The Norse God Loki has stolen a powerful artifact and threatens the world with an alien invasion. It’s up to the combined might of Captain America, Iron Man, Thor, The Hulk, Hawkeye, and the Black Widow to become The Avengers and save the day. Sure, there’s a lot more going on than that, but really, this is what it boils down to. A threat far bigger than any one of these heroes could handle in their own solo movies. And of course, in the mighty Marvel tradition, there’s lots of bickering and hero-on-hero fighting along the way. Director Joss Whedon does a commendable job of highlighting all of his large cast, giving each character an opportunity to demonstrate why they belong in this movie, providing different motivations, personalities, and abilities. Everyone gets their moment to shine. And in a movie this jam-packed, that’s not an easy feat.

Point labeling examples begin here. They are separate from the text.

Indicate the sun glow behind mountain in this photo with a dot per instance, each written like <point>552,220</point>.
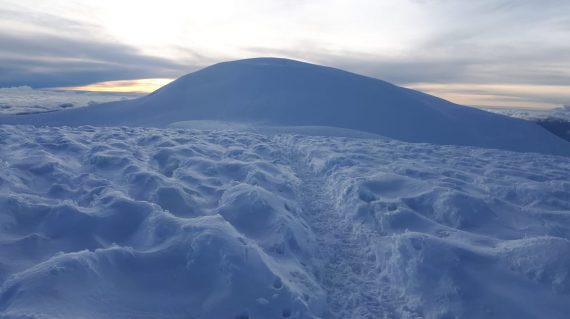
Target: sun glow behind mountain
<point>126,86</point>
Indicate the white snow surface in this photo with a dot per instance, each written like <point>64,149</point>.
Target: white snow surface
<point>271,91</point>
<point>128,222</point>
<point>26,100</point>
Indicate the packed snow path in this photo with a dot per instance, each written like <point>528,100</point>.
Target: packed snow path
<point>169,223</point>
<point>345,271</point>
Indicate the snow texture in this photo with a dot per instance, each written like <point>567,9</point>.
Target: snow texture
<point>271,91</point>
<point>127,222</point>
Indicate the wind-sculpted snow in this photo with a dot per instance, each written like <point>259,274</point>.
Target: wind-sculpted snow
<point>177,223</point>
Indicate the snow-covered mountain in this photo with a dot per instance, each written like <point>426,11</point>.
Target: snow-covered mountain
<point>292,195</point>
<point>273,91</point>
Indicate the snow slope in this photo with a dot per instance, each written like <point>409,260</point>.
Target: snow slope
<point>273,91</point>
<point>130,222</point>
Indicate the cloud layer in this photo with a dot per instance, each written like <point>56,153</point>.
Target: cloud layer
<point>489,42</point>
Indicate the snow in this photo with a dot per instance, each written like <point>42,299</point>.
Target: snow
<point>276,222</point>
<point>273,92</point>
<point>559,113</point>
<point>25,100</point>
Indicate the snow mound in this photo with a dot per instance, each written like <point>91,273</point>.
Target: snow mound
<point>273,92</point>
<point>173,223</point>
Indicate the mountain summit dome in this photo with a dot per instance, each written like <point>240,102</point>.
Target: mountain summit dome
<point>272,91</point>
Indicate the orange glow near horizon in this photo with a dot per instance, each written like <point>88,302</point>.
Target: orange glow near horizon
<point>125,86</point>
<point>496,95</point>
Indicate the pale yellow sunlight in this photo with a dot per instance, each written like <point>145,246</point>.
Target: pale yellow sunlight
<point>126,86</point>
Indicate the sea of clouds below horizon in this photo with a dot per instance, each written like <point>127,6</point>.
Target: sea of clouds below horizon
<point>24,100</point>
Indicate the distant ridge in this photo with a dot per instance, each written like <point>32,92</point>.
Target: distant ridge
<point>274,91</point>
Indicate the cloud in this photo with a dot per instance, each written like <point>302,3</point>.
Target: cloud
<point>520,42</point>
<point>54,61</point>
<point>24,99</point>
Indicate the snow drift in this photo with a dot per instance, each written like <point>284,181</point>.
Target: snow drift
<point>172,223</point>
<point>273,91</point>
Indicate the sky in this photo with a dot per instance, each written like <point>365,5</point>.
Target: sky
<point>485,53</point>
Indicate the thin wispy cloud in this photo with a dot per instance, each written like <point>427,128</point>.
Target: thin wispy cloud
<point>488,42</point>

At the end of the day, this movie will succeed or fail based on the action sequences. If you have a team full of powerhouses, you better provide a threat big enough to make it worth their while getting out of bed. Many super-hero movies in the past have failed spectacularly in this regard (the anti-climax of the Fantastic Four standing in a circle and pretty much boring Doctor Doom into defeat is a prime example). The alien invasion plot does the job quite well. It’s small enough geographically that everyone can be interacting and the threat is big enough that it provides a challenge for our protagonists. There’s a big enough budget here that when the Hulk gets thrown half way across town, there’s actual damage to the surrounding buildings. The fight is big and messy and high stakes. It doesn’t feel cheap or safe or too easy. And that alone makes this movie worth the price of admission. Throw in great dialogue and some fine performances, and you get exactly what’s promised on the box – a fun super-hero big budget block buster. If that’s what you’re looking for, The Avengers provides.

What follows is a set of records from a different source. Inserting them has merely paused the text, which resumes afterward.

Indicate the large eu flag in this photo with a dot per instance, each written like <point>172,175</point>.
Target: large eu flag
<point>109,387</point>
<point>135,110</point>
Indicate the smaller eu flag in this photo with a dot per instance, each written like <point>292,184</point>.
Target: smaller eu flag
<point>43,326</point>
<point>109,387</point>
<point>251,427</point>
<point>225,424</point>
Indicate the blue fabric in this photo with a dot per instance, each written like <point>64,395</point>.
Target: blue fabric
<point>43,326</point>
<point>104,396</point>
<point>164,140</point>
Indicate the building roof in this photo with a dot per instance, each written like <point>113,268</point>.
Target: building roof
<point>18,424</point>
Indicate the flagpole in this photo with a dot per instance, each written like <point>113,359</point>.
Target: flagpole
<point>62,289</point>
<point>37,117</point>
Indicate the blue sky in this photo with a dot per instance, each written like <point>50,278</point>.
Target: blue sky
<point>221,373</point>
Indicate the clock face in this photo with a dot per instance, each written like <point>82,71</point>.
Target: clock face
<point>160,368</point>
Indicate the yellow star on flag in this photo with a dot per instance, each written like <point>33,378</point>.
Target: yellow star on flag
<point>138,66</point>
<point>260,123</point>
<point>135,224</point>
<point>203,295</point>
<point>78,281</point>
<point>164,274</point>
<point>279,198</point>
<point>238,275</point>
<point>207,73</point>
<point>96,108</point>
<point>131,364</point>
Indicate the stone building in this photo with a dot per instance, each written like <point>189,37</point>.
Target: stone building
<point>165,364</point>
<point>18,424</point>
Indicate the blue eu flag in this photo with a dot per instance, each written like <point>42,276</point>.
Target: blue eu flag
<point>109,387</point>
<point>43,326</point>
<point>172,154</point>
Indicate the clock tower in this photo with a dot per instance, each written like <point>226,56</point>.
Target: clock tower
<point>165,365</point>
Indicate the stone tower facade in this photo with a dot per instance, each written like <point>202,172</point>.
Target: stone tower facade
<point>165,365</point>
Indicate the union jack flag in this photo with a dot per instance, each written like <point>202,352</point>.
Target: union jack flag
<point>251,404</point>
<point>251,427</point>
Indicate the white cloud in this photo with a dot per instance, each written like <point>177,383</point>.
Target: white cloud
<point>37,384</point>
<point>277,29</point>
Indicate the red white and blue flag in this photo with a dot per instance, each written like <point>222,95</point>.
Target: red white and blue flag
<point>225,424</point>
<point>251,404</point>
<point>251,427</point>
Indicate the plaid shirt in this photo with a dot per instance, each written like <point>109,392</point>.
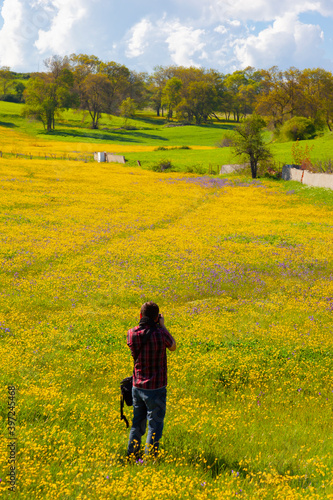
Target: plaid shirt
<point>150,369</point>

Loki’s ambition in The Avengers is pretty standard super-villain fare – he wants to be the boss. He wants everyone to kneel down before him. And being a “god” from Asgard, he feels he is uniquely suited for the job. As Captain America is about to jump out of a plane to chase down an escaped Loki, he is warned that he’s about to go after a god. His reply? “There’s only one God, ma’am. And he doesn’t dress like that.” In a movie full of super-powered beings, some proclaiming to be gods, it’s good to contrast the acts of these “gods” with the one true God. Loki wants the whole world to serve him. He wants to use the great power he has obtained to force everyone to their knees. But when we look at the Bible, we see something completely different. We see the God of creation, the most powerful being in existence, humbling himself. “Who, being in very nature God, did not consider equality with God something to be grasped, but made himself nothing, taking the very nature of a servant, being made in human likeness.” (Phil 2:6-7) Jesus Christ, God himself, made himself human. He died on the cross to rescue us from sin. He wanted people to follow him, but he allowed them the freedom to refuse. This is a real God at work. If this God was to go against the false god Loki, there would be no contest. Jesus would win hands down.

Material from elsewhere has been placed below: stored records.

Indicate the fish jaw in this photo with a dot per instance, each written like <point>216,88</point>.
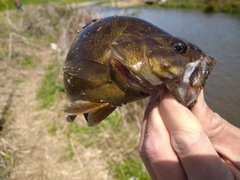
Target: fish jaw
<point>194,79</point>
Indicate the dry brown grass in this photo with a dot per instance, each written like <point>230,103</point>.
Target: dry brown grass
<point>38,143</point>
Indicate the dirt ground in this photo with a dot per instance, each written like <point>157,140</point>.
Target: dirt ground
<point>28,151</point>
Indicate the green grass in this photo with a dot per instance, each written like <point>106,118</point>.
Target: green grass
<point>28,62</point>
<point>227,6</point>
<point>9,4</point>
<point>51,86</point>
<point>131,168</point>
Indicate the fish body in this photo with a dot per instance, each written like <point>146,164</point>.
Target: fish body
<point>120,59</point>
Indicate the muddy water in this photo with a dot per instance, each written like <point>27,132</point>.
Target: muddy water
<point>218,35</point>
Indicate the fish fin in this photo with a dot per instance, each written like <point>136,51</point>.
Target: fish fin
<point>88,70</point>
<point>81,107</point>
<point>95,117</point>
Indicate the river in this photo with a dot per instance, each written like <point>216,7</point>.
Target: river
<point>218,35</point>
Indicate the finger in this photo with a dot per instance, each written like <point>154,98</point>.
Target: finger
<point>141,149</point>
<point>224,136</point>
<point>197,155</point>
<point>156,150</point>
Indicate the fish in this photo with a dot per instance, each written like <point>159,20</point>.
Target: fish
<point>120,59</point>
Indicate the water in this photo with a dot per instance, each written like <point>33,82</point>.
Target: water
<point>216,34</point>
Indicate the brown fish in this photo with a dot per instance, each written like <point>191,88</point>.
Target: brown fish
<point>120,59</point>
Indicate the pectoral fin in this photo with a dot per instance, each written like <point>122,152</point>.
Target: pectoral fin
<point>95,117</point>
<point>82,107</point>
<point>93,112</point>
<point>88,70</point>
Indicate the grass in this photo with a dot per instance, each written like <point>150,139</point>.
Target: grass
<point>28,62</point>
<point>8,4</point>
<point>227,6</point>
<point>114,141</point>
<point>51,86</point>
<point>131,167</point>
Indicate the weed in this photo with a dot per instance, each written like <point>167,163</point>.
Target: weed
<point>28,62</point>
<point>131,168</point>
<point>51,86</point>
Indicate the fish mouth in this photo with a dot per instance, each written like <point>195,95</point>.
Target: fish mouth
<point>194,79</point>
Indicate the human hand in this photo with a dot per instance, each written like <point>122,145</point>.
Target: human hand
<point>178,143</point>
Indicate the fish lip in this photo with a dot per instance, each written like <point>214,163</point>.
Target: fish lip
<point>199,76</point>
<point>194,79</point>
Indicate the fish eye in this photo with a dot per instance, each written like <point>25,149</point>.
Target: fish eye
<point>179,46</point>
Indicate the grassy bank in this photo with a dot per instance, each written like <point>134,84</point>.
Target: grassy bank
<point>36,141</point>
<point>226,6</point>
<point>9,4</point>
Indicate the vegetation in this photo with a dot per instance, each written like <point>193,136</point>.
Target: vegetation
<point>51,86</point>
<point>227,6</point>
<point>10,4</point>
<point>36,140</point>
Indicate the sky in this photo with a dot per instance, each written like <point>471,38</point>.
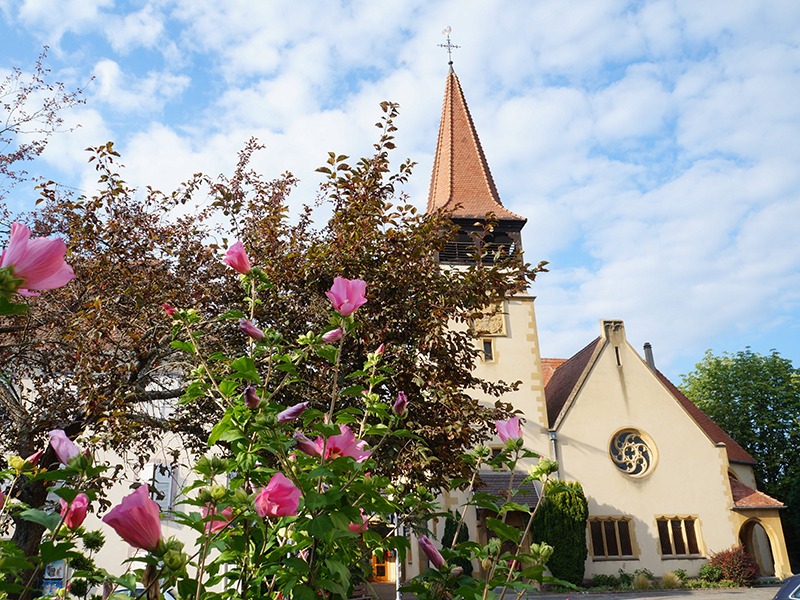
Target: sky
<point>654,146</point>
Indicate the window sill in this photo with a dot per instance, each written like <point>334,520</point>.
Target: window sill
<point>613,558</point>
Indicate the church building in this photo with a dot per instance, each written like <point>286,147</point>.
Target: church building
<point>666,486</point>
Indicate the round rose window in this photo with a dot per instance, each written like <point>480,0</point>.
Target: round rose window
<point>631,452</point>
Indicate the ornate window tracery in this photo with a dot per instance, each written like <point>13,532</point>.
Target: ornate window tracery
<point>631,452</point>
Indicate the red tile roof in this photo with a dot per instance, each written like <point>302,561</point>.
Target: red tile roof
<point>564,379</point>
<point>496,483</point>
<point>746,497</point>
<point>460,171</point>
<point>735,452</point>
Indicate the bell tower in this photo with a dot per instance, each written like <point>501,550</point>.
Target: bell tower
<point>462,183</point>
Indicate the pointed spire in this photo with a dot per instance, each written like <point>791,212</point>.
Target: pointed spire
<point>460,171</point>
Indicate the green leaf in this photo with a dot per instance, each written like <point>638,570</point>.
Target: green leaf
<point>245,368</point>
<point>181,345</point>
<point>303,592</point>
<point>47,520</point>
<point>9,308</point>
<point>220,429</point>
<point>321,527</point>
<point>513,506</point>
<point>51,552</point>
<point>229,387</point>
<point>503,530</point>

Chances are you’ve already made up your mind about The Avengers before you even read this review. It’s possible you made your mind up the first time you saw Robert Downey Jr. in the Iron Man armor. Is this movie worth the hype? I reckon, for a change, that it is.
i thought it was interesting that in a postenlightment culture, only a villian would say “you were created to be ruled”… even though i think he’s generally right about the human condition.
Of course, he was portrayed as being wrong.
Liked your review except I disagree about the dialogue: mostly it was great, but there were parts that felt like they’d leapt straight off the page of a comic book–the cheesy kind, that is.
Can you think of some examples? Maybe I’m just immune to comic book dialogue after all these years.
It was usually when the villains talked ;P
That said, I loved the bits that were so very characteristically Joss–e.g. “So _that’s_ what that does”, “_Demi_-god”; though “Hulk? Smash!” was borderline.
Pretty much any time Robert Downey Jr. opened his mouth was gold. Also liked “Puny god”
Also, not being a Marvelite, can you enlighten me about who the red-faced dude was at the end?
I’ll DM you the answer to that. It’s a big spoiler and our American friends won’t see the movie for another week.